Sam Varghese
Monday, 09 February 2009 04:02
The only thing this can mean is that the smaller deployments are costing the organisation too much; as with any other kind of hardware, manufacturing and deployment in large volumes keeps the cost down.
Collett said, in his blog post, that the change of policy would affect further deployments in South Africa; there were more than 600 XOs deployed in the country, with more planned.
Last month, the founder of the OLPC, Nicholas Negroponte, outlined new goals for the project. At that time he said that with regard to deployments, Latin America would be spun off into a separare support unit and sub-Saharan Africa would become a major learning hub.
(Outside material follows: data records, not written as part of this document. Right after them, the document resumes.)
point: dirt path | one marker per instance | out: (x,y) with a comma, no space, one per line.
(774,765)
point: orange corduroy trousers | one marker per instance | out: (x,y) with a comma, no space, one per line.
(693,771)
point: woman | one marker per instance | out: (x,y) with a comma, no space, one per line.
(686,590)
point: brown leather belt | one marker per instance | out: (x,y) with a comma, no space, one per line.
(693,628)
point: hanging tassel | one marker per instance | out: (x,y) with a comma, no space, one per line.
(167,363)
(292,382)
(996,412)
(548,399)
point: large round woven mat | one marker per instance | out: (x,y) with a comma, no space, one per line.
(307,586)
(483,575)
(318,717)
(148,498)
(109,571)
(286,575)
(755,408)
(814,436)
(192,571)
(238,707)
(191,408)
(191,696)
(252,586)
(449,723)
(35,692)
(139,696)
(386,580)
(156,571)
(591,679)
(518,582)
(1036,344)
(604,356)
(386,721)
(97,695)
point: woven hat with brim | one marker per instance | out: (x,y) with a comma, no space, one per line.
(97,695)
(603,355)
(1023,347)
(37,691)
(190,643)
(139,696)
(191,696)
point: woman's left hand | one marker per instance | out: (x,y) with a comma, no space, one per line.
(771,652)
In other words, both regions were being abandoned.
The focus, he said, would be on the Middle East, Afghanistan and northwestern Pakistan. Coincidentally, the US has a major military presence in these three regions.
Negroponte also announced that half the staff would be sacked and those remaining would have to take pay cuts. His announcement, curiously, did not mention the word "education".
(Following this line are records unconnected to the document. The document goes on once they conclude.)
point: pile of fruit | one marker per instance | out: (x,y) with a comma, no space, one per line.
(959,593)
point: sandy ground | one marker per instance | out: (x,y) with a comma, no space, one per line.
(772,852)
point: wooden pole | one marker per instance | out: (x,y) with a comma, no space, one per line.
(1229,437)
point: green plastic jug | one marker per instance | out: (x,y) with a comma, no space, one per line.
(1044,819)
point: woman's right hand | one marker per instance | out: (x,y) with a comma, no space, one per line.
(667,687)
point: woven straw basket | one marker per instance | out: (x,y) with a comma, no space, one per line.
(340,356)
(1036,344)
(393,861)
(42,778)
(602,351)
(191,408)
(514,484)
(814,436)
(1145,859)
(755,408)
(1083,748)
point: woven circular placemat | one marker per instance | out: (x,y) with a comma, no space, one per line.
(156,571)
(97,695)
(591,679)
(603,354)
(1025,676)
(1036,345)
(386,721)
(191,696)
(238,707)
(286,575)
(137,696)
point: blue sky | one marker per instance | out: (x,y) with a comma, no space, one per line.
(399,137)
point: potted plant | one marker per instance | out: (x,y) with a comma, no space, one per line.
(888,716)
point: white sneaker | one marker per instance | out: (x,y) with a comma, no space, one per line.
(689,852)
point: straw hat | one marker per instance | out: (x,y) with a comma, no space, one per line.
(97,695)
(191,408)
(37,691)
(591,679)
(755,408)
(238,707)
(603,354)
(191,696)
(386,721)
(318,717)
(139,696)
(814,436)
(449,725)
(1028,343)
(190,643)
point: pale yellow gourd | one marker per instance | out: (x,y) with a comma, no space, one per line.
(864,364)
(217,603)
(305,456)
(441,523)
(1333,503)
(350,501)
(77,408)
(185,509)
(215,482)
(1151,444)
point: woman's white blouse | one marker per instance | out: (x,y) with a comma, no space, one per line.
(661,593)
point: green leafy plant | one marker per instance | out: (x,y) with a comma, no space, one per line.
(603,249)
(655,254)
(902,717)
Instead, it merely said: "...we remain firmly committed to our mission of getting laptops to children in developing countries."
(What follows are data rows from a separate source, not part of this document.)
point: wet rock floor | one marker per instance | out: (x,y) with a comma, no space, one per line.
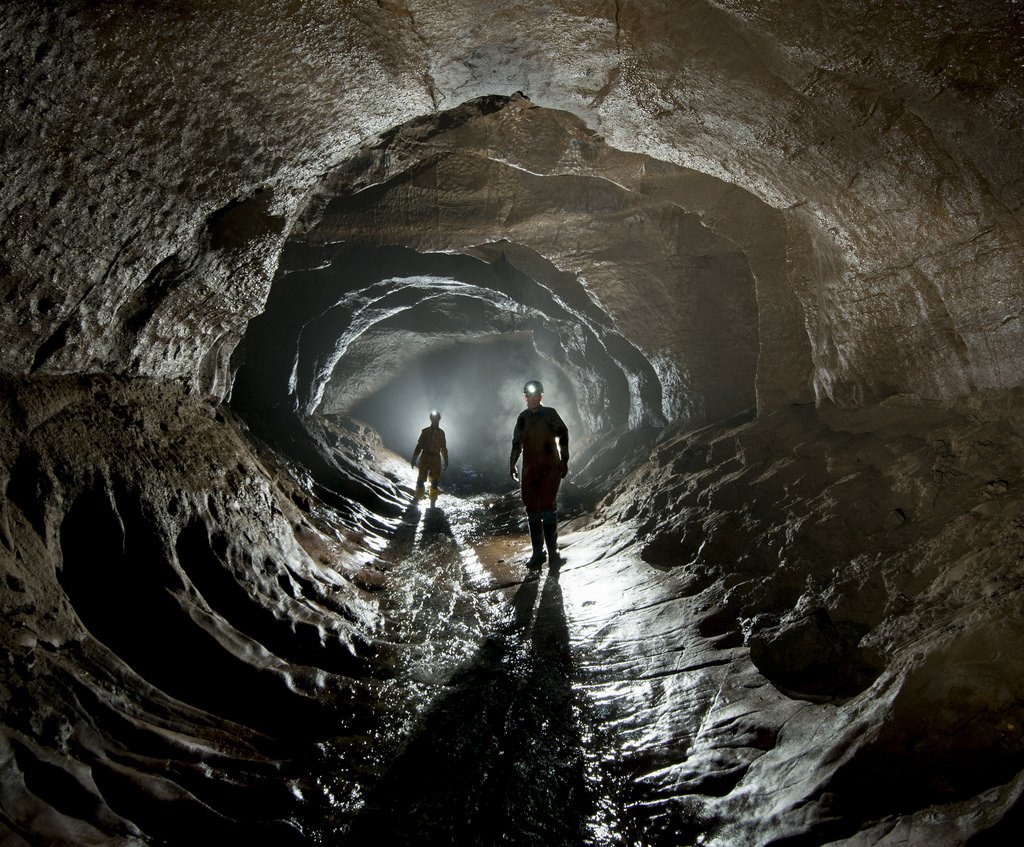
(501,747)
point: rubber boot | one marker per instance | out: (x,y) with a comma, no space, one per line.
(551,540)
(537,538)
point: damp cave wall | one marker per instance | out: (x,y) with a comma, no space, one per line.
(155,159)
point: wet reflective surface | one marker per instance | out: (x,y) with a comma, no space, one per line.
(493,737)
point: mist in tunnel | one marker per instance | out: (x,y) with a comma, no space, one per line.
(477,387)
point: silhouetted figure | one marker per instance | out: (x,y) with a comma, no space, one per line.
(431,450)
(543,440)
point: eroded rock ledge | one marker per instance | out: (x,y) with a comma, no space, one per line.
(801,627)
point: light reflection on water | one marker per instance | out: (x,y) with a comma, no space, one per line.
(487,738)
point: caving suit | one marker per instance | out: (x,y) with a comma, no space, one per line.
(430,450)
(543,439)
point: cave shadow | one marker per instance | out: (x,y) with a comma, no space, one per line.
(497,759)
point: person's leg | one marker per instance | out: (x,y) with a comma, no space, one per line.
(549,520)
(435,475)
(535,522)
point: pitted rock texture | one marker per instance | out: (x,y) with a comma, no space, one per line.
(799,625)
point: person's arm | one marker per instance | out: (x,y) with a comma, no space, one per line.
(562,433)
(516,448)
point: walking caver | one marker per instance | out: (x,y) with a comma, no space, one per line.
(431,450)
(543,440)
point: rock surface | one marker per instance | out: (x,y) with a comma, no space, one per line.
(775,251)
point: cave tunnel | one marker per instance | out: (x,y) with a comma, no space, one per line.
(766,260)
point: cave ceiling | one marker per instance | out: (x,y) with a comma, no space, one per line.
(767,259)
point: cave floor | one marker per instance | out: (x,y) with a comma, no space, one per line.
(502,747)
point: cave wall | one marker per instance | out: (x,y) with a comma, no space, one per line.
(157,157)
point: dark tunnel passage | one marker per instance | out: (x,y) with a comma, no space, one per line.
(477,388)
(766,259)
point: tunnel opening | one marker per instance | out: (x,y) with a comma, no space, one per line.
(589,264)
(477,389)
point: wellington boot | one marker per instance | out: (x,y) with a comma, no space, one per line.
(551,542)
(537,539)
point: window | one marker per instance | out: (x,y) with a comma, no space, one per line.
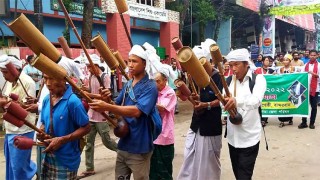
(96,2)
(146,2)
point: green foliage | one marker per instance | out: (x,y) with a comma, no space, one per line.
(204,11)
(68,4)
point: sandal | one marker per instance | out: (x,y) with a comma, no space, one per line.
(281,124)
(86,174)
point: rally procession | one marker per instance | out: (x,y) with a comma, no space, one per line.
(159,90)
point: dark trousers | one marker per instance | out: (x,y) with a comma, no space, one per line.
(313,102)
(243,160)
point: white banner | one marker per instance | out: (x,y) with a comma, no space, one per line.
(268,36)
(148,12)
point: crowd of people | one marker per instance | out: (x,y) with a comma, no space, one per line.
(65,118)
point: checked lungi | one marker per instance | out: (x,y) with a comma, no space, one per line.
(52,170)
(161,162)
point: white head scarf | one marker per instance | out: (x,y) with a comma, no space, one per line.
(238,55)
(206,47)
(5,59)
(198,51)
(138,51)
(71,67)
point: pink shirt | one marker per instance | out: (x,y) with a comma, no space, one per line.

The learning platform Sugar - originally developed to run on a modified version of Linux - has been spun off as well and is now being developed at a non-profit called Sugar Labs run by Walter Bender, a former OLPC official. Both Sugar and Linux gave the OLPC an open source aura when the project was kicked off.
The project's focus now seems to be getting Windows to run on the XO - that is, if it lasts long enough to see deployment of such laptops.